I do not think the idea of dedicating a tax to social insurance has worked as a mechanism to enforce responsibility on legislators or an awareness of constraints. Medicare has been allowed to drift far outside the constraints, and SS is pretty close to the limit even by the most optimistic calculations.
In short, I think a fully integrated tax on earned incomes, with a broad base and low marginal rates, would be a more flexible approach than a separate, regressive payroll tax offset by a generally progressive but loophole-ridden income tax.
I am confused. If the treasury has to raid the federal pension system every so often to pay bills when the debt ceiling is not raised and the money designated for social security is not actually there, what is the discussion of congressional constraint really about. I have a 401K, a Roth IRA, a 529b plan, and short term savings. If I periodically raid those accounts to keep a current "high standard of living" and leave it with IOUs in the accounts (i know I would have penalties but go along with this), how can I retire on my own dime and send my kids to college when I finally have to pay those bills and my income is too low. The truth is something has to give (either my standard of living or my kids education needs to be paid by them). Is this not an analogy to what the federal government is doing with the collective funds. Also, is the federal government also debasing the currency such that the real cost of the payroll tax grows in the inflationary environment?

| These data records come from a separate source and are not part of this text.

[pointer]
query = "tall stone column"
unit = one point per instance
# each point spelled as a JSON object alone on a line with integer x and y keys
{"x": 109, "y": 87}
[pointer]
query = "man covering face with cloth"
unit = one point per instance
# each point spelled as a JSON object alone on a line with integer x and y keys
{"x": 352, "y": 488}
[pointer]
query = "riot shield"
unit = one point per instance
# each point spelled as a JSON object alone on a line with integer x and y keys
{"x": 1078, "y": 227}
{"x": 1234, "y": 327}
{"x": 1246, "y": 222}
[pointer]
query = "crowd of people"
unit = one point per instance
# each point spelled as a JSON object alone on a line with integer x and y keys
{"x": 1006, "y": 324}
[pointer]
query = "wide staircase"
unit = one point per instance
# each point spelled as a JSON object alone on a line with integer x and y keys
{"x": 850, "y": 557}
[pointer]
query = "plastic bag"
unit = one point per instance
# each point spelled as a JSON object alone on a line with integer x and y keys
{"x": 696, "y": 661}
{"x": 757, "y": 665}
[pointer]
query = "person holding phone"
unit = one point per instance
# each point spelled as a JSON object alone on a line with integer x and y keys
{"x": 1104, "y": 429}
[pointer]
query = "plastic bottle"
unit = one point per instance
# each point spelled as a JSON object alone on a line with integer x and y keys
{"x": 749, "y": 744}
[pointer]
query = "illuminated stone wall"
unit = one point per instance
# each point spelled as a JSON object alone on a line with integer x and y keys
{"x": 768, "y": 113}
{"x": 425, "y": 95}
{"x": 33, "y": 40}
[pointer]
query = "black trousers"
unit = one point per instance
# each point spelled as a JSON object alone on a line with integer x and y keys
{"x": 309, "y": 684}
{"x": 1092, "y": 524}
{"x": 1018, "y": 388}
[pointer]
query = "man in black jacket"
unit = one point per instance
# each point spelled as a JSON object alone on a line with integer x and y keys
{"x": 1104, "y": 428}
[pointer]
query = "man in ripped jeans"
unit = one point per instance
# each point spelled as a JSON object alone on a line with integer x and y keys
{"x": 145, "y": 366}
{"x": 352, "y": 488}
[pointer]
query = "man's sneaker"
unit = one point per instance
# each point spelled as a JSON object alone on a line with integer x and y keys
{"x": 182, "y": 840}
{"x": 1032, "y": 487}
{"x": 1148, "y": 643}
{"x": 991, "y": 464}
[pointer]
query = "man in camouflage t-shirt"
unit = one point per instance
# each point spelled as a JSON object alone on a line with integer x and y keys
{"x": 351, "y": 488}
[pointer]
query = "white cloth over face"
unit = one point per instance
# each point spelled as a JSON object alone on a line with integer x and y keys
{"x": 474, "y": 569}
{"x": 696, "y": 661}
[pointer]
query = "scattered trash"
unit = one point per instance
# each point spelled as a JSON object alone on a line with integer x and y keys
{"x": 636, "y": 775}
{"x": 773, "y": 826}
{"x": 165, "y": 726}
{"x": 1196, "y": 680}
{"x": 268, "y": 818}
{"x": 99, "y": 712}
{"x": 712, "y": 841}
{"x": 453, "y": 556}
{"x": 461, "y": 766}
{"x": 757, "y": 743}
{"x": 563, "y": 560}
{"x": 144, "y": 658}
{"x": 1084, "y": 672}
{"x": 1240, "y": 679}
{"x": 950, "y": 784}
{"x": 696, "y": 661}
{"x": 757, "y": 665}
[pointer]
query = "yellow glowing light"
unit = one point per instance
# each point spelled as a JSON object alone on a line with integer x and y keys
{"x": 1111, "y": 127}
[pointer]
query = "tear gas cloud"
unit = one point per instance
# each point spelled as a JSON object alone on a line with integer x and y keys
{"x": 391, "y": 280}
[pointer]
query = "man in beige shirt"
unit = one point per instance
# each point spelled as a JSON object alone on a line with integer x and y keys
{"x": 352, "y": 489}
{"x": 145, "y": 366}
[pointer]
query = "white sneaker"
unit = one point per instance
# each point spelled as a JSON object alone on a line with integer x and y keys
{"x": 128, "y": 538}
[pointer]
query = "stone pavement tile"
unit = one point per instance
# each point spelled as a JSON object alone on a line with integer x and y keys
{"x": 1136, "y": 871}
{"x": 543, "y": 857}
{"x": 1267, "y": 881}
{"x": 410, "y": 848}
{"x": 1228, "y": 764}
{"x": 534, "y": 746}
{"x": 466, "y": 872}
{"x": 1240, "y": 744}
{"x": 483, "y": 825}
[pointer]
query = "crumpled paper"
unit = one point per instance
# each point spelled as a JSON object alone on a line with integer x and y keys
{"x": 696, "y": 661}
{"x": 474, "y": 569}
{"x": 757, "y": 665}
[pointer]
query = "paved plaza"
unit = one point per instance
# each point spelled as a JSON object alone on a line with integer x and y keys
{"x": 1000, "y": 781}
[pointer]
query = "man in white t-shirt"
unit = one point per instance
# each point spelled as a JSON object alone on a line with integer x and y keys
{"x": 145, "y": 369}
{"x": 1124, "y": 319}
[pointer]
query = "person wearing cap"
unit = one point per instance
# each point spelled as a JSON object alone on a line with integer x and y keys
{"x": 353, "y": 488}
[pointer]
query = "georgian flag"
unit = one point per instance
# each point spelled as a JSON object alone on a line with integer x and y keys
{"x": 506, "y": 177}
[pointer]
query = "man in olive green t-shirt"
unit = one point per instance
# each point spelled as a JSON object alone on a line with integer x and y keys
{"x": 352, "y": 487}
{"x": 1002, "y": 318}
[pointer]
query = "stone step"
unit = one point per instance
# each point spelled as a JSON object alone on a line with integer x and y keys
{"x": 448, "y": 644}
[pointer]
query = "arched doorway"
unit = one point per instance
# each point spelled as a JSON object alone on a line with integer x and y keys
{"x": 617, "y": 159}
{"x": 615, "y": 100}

You are right that the federal Social Security and Medicare trust funds do not give you the same kind of security that your 401k, invested in sound securities, would give. The problem is not that the government "periodically raids" the trust funds and "leaves them with IOUs" in extraordinary circumstances, as, for example, when the debt ceiling is not raised. Rather, the problem is that the government never puts anything in the fund but its own IOUs, that is, Treasury securities. It is as if you tried to save for retirement not by opening a 401k, but by every day putting one of your own IOUs in a coffee can. When you retired you would only have a coffee can full of paper.
Still, even though the Social Security coffee can is just full of federal paper, the government's promises are not completely worthless. You there are two real kinds of security to back up Social Security. One is that, unlike yourself and your 401k, the federal government never retires. It will always be bringing in fresh tax income to feed the pay-as-you-go retirement scheme that Social Security really is. The other is the fact that retirees vote, and they are becoming more numerous. That is one of the reasons why, on balance, the distribution of income has tilted in favor of older citizens in recent decades.
As for debasing the currency and inflation, no I don't think that's a threat to Social Security, either. The benefits are indexed to inflation, and receipts also go up with inflation. All Congress has to do to keep the system inflation-neutral is periodically raise the earnings cap, which (if I am not wrong) is not presently indexed.